In advance of proposed rulemaking on federal cyber risk management standards, the Financial Services Roundtable (FSR) is urging financial agencies to adopt a risk-based approach to cybersecurity regulation.
Among the financial agencies addressed, FSR sent a letter last week to officials at the Federal Reserve Board of Governors, Office of the Comptroller of Currency, and the Federal Deposition Insurance Corporation.
“A risk-based approach would eschew prescriptive requirements in favor of permitting financial institutions to align their cyber risk strategies with their particular risk profiles,” the letter said. “Rather than imposing a rigid set of requirements that purports to fit the needs of all institutions in this very diverse sector, a risk-based approach would hold institutions accountable to develop a customized, enterprise-wide program of cyber preparedness based on a more accurate assessment of their inherent and residual risks.”
The letter also highlighted the many cybersecurity regulations facing the financial industry.
“The significant efforts undertaken by financial institutions to better coordinate their efforts and continually refine a risk-based approach to cybersecurity have not been reflected in the regulatory landscape,” the letter said. “The financial services sector is now faced with an overlapping and ever-multiplying number of frameworks, guidance and tools, such as the Interagency Guidelines Establishing Information Security Standards, the FFIEC Cybersecurity Assessment Tool, the recently revised New York Department of Financial Services proposed cybersecurity regulations for financial services companies, and the OCC’s guidance on third party relationships and risk management.”
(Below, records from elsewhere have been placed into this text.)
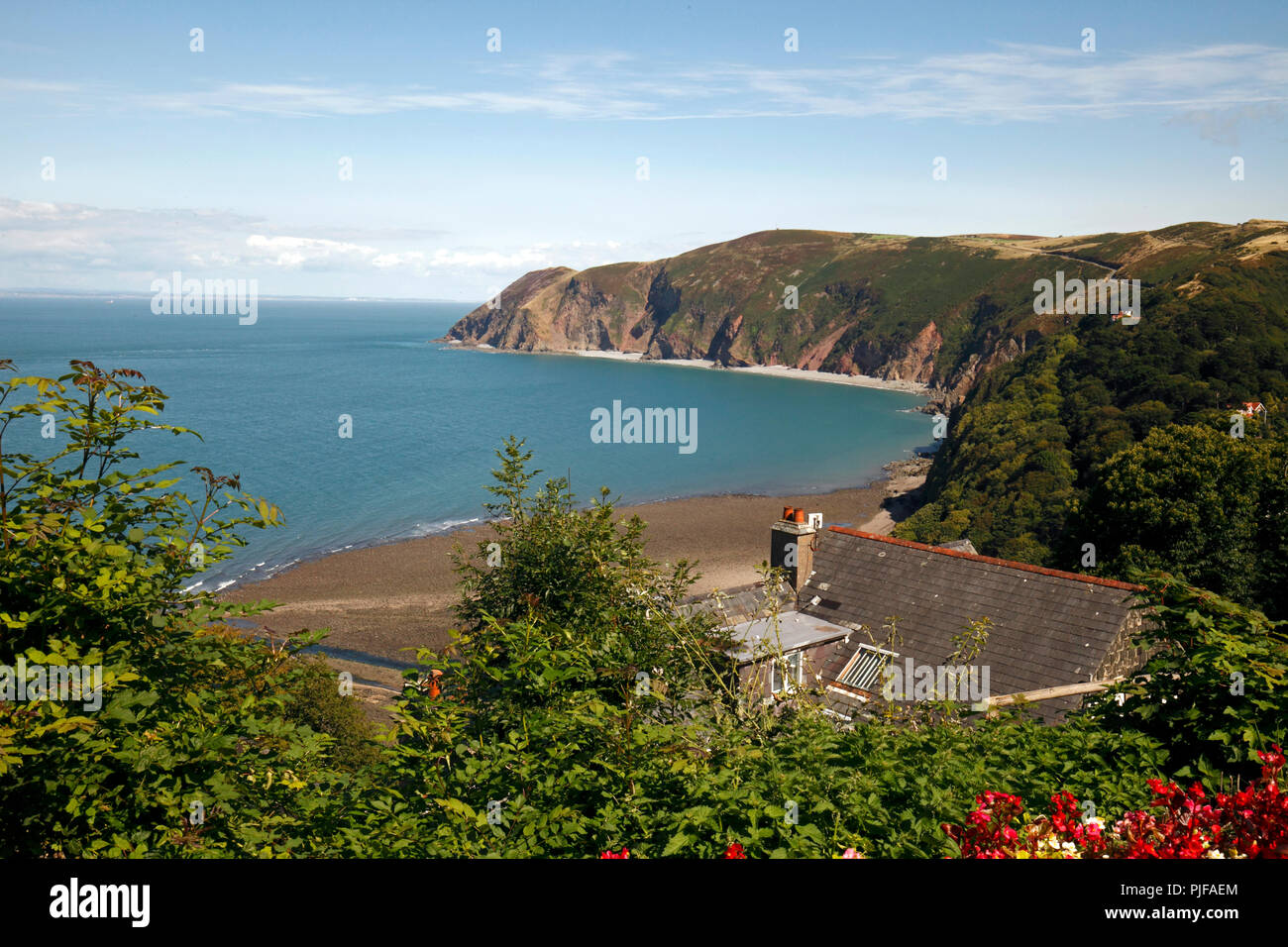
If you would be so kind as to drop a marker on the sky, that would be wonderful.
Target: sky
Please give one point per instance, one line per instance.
(439, 151)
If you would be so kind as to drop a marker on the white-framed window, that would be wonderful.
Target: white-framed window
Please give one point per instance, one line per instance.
(862, 672)
(787, 672)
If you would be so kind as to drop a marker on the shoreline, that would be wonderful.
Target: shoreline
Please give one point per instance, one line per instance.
(382, 600)
(767, 369)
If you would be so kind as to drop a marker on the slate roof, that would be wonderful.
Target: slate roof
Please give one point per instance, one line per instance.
(1050, 628)
(795, 631)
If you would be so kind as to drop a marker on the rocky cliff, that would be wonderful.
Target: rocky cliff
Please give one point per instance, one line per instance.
(940, 311)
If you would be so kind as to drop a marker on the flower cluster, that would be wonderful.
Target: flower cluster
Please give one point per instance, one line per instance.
(1179, 823)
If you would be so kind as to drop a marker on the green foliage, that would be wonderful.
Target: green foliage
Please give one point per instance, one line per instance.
(95, 560)
(1216, 689)
(1005, 464)
(578, 710)
(1034, 437)
(587, 574)
(1199, 504)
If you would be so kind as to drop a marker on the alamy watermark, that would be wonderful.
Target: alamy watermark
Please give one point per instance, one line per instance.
(63, 684)
(179, 296)
(913, 682)
(1117, 298)
(651, 425)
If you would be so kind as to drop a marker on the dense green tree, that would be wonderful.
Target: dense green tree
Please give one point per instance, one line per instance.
(1194, 501)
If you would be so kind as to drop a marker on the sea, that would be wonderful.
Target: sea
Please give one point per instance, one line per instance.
(362, 431)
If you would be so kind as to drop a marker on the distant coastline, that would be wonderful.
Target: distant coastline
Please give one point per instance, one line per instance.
(769, 369)
(380, 600)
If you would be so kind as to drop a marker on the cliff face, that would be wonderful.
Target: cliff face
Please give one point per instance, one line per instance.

While these regulations can be effective in preventing cyberattacks, there may be duplication.
“When layered upon one another, however, they create differing and potentially conflicting approaches to cybersecurity, requiring firms’ information security professionals and operating staffs to spend substantial time and resources complying with each individual regulatory requirement instead of developing new methods of mitigating the ever-changing cyber risks,” the letter said. “In short, the focus becomes compliance with an array of disparate requirements rather than development of a comprehensive, tailored cybersecurity program for the company.”
FSR’s technology policy division BITS calls for a temporarily pause in regulatory proceedings and asks for the agencies to engage in a dialogue with the financial services sector to come up with a risk-based approach to cyber risk management.
“We fully support collaborating and coalescing around clear and more consistent standards that simplify execution and translates into improved critical infrastructure protection,” the letter said.